Fuzzing Samsung SGH-D600

nospam@example.com (Alex) — Sat, 10 Nov 2007 14:07:00 +0100

Vorgestern kam mir die spontane Idee mein Handy einmal zu fuzzen. Es sollte allerdings nicht ganz so einfach werden. Abgeschlossen ist diese Sache auch noch nicht.

Eigentlich dachte ich, dass das Kopieren einiger fehlerhafter JPEGs bereits den ein oder anderen Bug beim Betrachten im Handy hervorrufen würde. Jedoch lässt Samsung einen so weit gar nicht erst kommen. Benutzt habe ich das "Samsung PC Studio" zum Übertragen der Dateien.

Hier untersucht das "Samsung PC Studio" vor dem Übertragen die jeweilige Datei auf Korrektheit und bricht den Kopiervorgang u.U. ab. Das betrifft allerdings nur die Standard-Ordner auf dem Handy.

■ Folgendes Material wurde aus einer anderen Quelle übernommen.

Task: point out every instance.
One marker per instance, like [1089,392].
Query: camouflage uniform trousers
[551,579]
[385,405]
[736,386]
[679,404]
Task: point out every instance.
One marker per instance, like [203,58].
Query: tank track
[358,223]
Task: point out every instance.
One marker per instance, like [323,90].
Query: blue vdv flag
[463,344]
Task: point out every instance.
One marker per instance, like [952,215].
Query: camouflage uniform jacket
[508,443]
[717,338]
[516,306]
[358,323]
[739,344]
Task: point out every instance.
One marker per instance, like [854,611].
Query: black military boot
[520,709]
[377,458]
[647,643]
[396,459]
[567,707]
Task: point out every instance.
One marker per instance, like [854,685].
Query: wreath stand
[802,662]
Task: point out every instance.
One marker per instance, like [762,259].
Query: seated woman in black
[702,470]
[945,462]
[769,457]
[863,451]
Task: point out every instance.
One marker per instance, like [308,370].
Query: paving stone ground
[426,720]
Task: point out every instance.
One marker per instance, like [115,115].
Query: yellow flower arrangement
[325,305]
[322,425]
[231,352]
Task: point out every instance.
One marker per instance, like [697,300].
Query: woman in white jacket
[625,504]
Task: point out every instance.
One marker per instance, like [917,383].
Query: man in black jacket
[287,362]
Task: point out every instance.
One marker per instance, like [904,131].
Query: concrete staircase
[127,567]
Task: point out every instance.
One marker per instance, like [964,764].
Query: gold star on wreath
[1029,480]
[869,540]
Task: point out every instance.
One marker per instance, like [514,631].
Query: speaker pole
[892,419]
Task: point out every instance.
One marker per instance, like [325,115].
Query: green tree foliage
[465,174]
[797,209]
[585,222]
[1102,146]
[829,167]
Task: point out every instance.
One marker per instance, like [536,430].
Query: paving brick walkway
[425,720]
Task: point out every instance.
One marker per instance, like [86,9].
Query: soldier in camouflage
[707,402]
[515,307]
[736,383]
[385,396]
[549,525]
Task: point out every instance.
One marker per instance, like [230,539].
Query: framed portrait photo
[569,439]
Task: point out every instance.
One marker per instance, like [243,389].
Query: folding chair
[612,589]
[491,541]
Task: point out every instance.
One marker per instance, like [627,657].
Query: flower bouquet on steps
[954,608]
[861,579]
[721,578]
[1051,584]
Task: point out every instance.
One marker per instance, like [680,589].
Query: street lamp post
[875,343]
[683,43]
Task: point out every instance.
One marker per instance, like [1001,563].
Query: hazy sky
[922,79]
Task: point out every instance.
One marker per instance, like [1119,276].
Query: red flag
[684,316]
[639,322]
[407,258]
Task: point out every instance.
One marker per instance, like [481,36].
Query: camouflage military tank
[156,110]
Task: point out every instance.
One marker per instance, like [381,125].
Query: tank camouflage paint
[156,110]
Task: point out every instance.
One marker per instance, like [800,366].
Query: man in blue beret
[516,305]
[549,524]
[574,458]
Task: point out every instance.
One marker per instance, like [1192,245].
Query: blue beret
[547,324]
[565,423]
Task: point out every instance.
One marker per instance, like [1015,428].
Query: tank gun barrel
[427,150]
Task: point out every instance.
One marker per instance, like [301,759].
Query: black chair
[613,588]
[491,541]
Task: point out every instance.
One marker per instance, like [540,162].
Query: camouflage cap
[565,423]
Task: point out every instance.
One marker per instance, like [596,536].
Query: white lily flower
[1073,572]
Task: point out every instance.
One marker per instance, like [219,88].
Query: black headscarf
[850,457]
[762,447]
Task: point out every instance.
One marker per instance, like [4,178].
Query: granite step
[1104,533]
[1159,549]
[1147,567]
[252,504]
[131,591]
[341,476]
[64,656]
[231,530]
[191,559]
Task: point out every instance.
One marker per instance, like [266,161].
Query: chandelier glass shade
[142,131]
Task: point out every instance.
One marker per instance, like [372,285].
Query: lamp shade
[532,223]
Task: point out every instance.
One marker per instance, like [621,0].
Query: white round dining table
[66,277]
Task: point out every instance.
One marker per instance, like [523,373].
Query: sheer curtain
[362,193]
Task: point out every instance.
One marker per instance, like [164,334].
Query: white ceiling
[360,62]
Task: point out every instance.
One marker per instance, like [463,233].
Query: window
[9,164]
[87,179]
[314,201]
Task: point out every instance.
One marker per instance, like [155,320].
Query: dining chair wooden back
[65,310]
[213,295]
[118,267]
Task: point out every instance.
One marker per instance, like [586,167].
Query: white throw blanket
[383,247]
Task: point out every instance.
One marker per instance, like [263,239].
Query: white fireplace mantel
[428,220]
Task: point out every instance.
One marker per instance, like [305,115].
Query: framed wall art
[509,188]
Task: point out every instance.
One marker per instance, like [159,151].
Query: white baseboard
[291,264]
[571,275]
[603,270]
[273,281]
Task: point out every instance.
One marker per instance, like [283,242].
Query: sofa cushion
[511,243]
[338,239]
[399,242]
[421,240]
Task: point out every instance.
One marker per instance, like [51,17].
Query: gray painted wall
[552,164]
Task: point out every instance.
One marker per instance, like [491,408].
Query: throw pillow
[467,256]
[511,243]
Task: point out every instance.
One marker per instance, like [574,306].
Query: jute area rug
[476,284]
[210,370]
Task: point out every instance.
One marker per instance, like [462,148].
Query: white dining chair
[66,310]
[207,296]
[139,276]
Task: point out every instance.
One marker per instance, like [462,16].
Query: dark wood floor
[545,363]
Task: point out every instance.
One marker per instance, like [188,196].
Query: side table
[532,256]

Sobald man bspw. fehlerhafte PDF-Dateien in den Ordner "Andere Dateien" kopiert, worauf dann nur der Picsel File Viewer zugreifen kann, klappt der Kopiervorgang allerdings.

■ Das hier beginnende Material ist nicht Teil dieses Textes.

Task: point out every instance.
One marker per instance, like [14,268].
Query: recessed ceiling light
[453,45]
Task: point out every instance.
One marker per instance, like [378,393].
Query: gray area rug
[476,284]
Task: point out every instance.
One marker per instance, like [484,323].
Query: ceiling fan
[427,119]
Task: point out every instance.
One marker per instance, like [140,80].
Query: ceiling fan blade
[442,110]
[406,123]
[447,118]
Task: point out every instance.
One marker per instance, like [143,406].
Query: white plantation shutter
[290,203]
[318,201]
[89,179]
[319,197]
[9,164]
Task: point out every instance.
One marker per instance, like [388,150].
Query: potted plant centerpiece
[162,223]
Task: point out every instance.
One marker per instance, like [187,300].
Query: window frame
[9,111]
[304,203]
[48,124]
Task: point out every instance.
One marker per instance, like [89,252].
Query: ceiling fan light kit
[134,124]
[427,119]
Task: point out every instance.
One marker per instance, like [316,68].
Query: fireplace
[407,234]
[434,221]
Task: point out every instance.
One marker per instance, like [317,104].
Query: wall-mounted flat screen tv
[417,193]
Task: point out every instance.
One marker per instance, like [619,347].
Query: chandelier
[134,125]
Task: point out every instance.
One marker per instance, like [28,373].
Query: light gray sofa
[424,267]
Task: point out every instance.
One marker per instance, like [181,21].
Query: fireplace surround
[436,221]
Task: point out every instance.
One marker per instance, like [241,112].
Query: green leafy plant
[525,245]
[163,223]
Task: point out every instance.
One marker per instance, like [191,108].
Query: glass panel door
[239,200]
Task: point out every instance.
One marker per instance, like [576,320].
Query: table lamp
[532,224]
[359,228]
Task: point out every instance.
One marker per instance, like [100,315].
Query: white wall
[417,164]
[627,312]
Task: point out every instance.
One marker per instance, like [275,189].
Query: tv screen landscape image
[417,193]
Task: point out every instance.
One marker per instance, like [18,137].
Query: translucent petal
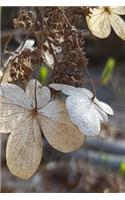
[86,92]
[10,115]
[39,95]
[120,10]
[83,115]
[99,24]
[118,25]
[24,149]
[15,95]
[105,107]
[58,129]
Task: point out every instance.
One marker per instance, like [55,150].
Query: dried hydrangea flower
[25,115]
[101,19]
[86,112]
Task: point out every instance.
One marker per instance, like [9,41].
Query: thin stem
[80,52]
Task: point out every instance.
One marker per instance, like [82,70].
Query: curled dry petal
[58,129]
[24,149]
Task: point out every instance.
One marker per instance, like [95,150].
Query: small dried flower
[25,115]
[86,112]
[101,19]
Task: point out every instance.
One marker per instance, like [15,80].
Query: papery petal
[83,114]
[15,95]
[24,149]
[86,92]
[118,25]
[99,24]
[58,129]
[119,10]
[101,114]
[105,107]
[39,95]
[10,115]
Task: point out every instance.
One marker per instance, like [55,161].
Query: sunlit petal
[24,149]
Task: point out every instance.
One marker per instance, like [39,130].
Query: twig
[81,55]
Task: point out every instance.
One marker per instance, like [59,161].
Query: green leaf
[108,70]
[43,74]
[122,168]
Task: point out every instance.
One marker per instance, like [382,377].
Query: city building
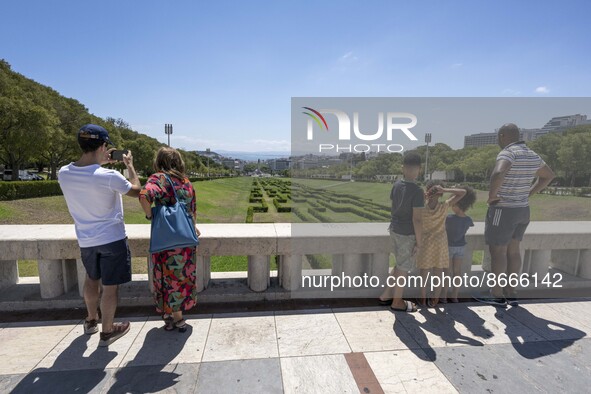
[480,139]
[279,164]
[557,124]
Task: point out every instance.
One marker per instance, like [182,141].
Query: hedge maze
[271,197]
[263,190]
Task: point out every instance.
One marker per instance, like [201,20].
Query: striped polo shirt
[514,191]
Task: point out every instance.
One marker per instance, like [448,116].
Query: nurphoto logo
[390,122]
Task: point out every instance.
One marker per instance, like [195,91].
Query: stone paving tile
[240,376]
[373,331]
[155,346]
[310,334]
[547,366]
[490,325]
[170,378]
[57,382]
[408,371]
[317,374]
[237,338]
[579,312]
[550,323]
[80,351]
[24,345]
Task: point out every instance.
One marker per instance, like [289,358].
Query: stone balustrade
[357,248]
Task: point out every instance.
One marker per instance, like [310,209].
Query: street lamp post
[168,131]
[427,140]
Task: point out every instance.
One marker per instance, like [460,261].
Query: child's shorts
[402,246]
[456,252]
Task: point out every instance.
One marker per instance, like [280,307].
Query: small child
[433,258]
[456,226]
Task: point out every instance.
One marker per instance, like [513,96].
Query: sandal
[181,325]
[168,323]
[410,307]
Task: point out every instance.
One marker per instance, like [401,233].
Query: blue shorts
[111,262]
[456,252]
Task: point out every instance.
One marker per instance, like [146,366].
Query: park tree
[480,162]
[25,129]
[574,155]
[547,147]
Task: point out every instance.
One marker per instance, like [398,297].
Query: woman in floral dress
[173,270]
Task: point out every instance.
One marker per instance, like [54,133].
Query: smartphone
[118,154]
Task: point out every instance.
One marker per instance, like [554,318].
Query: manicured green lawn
[226,201]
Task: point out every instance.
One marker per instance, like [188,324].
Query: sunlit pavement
[538,346]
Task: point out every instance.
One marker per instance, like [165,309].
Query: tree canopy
[38,128]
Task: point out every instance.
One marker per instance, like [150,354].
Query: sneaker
[90,326]
[119,329]
[500,302]
[512,299]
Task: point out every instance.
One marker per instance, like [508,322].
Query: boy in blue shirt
[405,230]
[456,226]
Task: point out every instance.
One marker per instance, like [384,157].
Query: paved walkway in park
[538,346]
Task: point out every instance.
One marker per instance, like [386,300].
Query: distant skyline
[223,73]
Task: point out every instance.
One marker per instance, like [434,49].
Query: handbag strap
[176,198]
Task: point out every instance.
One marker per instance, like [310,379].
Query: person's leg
[92,292]
[397,301]
[437,289]
[388,291]
[425,273]
[513,263]
[445,289]
[115,263]
[109,306]
[498,254]
[457,272]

Jedoch habe ich das Gefühl, dass der Picsel File Viewer in einer Art Sandbox läuft, weil er ständig nur mit einer Fehlermeldung "Dokument beschädigt" die Anzeige abbricht. Möglicherweise waren es aber auch einfach nur noch nicht genug fehlerhafte PDFs.

Zurück nochmal zum "Samsung PC Studio":
Da besagte Software die Datei vorfiltert, könnte man vermuten, dass das Handy wahrscheinlich über (z.B.) JPEGs exploitbar ist, weil seitens des Handys kaum bis gar nicht gefiltert wird. Falls man den Weg über das "Samsung PC Studio" gehen will, so müsste dieses erst reverse engineert und entsprechend gepatcht werden oder einfacher: Ein eigenes Programm zur Dateiübertragung per AT-Kommando schreiben.
Was ich auch noch ausprobieren muss, ist der Weg über Bluetooth. Vielleicht lässt sich per OBEX generell viel Arbeit sparen.

Bugs in der Kodak Kiosk Software

nospam@example.com (Alex) — Wed, 31 Oct 2007 15:55:00 +0100

Eigentlich drucke ich keine Fotos aus, aber heute morgen habe ich es einmal an so einer Kodak Foto-Station ausprobiert. War zwar nicht mein erstes Mal und daher wusste ich, dass die Qualität für so einen schnellen Ausdruck eigentlich ganz nett ist.

Bin dann richtig schön oldschool mit einer Diskette in den dm-Drogeriemarkt, um dort ein Foto auszudrucken. Das Foto kam dann allerdings mit einem deutlichen Rotstich heraus. Da gehört wohl der Drucker kalibriert. An mir oder dem Foto lag es nicht. Nachdem ich dann über die vorhandenen Funktionen mein Foto ausgebessert hatte, kam es dann auch endlich anständig aus dem Drucker heraus. (Die schlechten Fotos habe ich natürlich nicht bezahlt.)

Nach diesem Testlauf brauchte ich aber noch ein paar andere Formate. Dabei bin ich dann auf zwei Bugs gestoßen:

der Automat hat zweimal den jeweils dritten Druckauftrag einfach verworfen.
die Software des Automaten (mit einem englischen Microsoft Windows XP und abgeschaltener Luna-Oberfläche) stürzte mehrfach bei der gleichen Aktion ab (siehe Bild).

Den Stand der Software (steht unten links auf dem Monitor) habe ich mir allerdings nicht notiert, sonst könnte man Kodak die sehr unschönen Fehler detailiert melden. So ein Neustart dauert nämlich ziemlich lange auf dieser Hardware und nervt daher gewaltig ...

Die Software meldet beim Hochfahren auch sämtlichen Laufwerksbuchstaben und deren Speicherkapazität. Man könnte meinen, die Fotos der Kunden werden nach Abschluss eines Auftrages danach nicht gelöscht ...

Multipoint 0.9.4b anfällig für DoS-Attacken

nospam@example.com (Alex) — Sun, 28 Oct 2007 19:59:00 +0100

Die FTP-Server Software "Multipoint 0.9.4b" ist anfällig für DoS-Attacken über das FTP-Protokoll (Control Port).

U.U. lässt sich dieser Bug auch für eine Remote Code Execution ausnutzen. Da der FTP-Server (ftpserver.exe) mit System-Rechten läuft, wäre dieser Umstand fatal.

CVE Extension für Firefox 2 und Internet Explorer 7

nospam@example.com (Alex) — Fri, 19 Oct 2007 01:00:00 +0200

Eben habe ich festgestellt, dass ich gar keine Such-Engine für CVEs im Browser integriert habe. Auf die Schnelle habe ich bei Google auch noch keine Engine im OpenSearch-Standard gefunden, so dass ich mal wieder meine eigene Extension für Firefox 2 und IE 7 geschrieben habe.

Zur Installation einfach HIER klicken.

Update: Das führende "CVE-" ist optional und muss somit zur Suche nicht zwingend angegeben werden.